Adalet Bakanlığı’nın hapishane bilançosu
Adalet Bakanlığı’nın verilerine göre 1 Ekim 2021 tarihi itibariyle Türkiye’de hapishane sayısı şöyle:
*259 kapalı hapishane
*83 müstakil açık hapishane
*4 çocuk eğitimevi (Okul çağındaki mahpus çocukların “eğitim” gördüğü hapishane.)
*10 kadın kapalı hapishanesi
*6 kadın açık hapishanesi
*7 çocuk kapalı hapishanesi
*Toplam 369 hapishane.
Adalet Bakanlığı 2021 bütçe cetvelinde 39 yeni hapishane inşa edeceğini açıklamıştı. Ama 68 zindan inşa ettirdi. Bakanlık 2022 yılı bütçesinde ise 18 hapishane yapmayı planlanıyor. Ama 2022 sonuna doğru yapılan hapishane sayısı 40-50’yi aşarsa şaşırmamak gerekiyor.
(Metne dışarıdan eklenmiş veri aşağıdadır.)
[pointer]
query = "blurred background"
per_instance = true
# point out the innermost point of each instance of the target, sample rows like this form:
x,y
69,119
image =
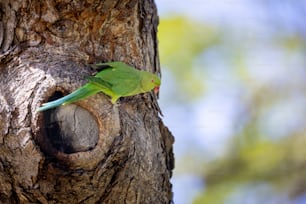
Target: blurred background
x,y
234,96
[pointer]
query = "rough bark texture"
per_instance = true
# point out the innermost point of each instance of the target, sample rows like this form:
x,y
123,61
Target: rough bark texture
x,y
92,151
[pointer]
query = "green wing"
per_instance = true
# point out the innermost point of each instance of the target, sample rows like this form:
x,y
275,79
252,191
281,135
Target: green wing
x,y
125,80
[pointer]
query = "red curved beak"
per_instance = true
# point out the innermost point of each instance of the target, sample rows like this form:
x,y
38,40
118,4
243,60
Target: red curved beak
x,y
156,90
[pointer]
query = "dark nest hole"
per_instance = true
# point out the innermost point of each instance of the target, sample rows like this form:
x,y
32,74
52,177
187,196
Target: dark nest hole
x,y
70,128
Adalet Bakanlığı’nın 2022 bütçesi 33 milyar 323 milyon 466 bin TL olarak teklif edildi. Bu bütçenin büyük bir payı yine hapishane yapımına ayrılacak. Hapishane yapımı başlı başına bir sorunken, hapishane inşaatlarının ihalesi usulsüzlükle yine yandaş müteahhitlere verilecek; yine “yasal” hırsızlık yapılacak. Eğer ömrü yeterse mafyatik rejim halka zindan, yandaş sermaye gruplarına kârlı ihaleler sunmaya devam edecek.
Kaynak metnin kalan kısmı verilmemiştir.